How can I eat healthier DINING OUT?
- Just say no to appetizers that are battered, breaded, deep-fried or covered in sauces.
- Breakfast - Hot or cold cereals. Scrambled egg whites or egg substitute. Tomato slices instead of hash browns. Pancakes (without butter) and sugar-free syrup. Whole wheat toast dry (no butter).
- Chinese - Stir-fried vegetables. Hunan, Szechuan shrimp, or chicken. Avoid the beef, pork and deep-fried ingredients.
- Deli or Sandwich Shops - choose turkey or chicken (without skin) and mustard. Skip the mayo.
- Fast Food - Barbecue or grilled chicken breast. Ask for the mayo to be left off.
- Italian - Spaghetti with tomato or meat sauces. Linguini with red sauce.
- Mexican - Vegetable or chicken fajitas. Chicken or bean burritos and chicken tacos.
- Salads Anywhere - Watch out for what gets dumped on top. Cheese, meat, croutons and dressings can change a low-calorie meal into a high-fat disaster. Ask for the fat-free or light dressings and get them on the side.

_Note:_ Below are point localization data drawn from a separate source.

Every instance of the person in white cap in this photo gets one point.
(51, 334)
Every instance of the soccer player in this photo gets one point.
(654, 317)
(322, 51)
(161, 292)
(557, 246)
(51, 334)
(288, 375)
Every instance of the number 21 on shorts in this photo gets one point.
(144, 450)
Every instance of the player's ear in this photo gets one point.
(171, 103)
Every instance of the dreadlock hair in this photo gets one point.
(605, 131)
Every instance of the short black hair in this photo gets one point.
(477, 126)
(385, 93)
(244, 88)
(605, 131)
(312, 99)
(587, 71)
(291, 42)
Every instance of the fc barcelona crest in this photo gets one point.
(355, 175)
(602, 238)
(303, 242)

- Seafood Restaurants - Broiled or grilled fish and baked or steamed veggies are better than breaded and fried.
In the January 28, 2005 issue of Cell, scientists announced they had finally identified the mechanism that causes foods rich in saturated fats and trans-fatty acids to elevate blood levels of cholesterol and triglycerides and increase one's risk of heart disease and certain cancers.
Researchers led by Bruce Spiegelman, PhD at the Dana-Farber Cancer Institute made the breakthrough.

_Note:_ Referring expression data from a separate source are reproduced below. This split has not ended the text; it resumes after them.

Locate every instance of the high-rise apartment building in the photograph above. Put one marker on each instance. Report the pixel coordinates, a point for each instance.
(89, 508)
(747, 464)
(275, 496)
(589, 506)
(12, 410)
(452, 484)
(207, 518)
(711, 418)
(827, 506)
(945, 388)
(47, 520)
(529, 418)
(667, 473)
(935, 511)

The report states that the harmful effects of saturated and trans fats are set in motion by a biochemical switch in liver cells called PGC-1beta.
Before this study, scientists were aware that saturated and trans fats caused increases in blood cholesterol and triglycerides but didn't know the mechanism behind it. By now knowing how it occurs, researchers can develop treatment options to reduce or even potentially reverse the negative effects.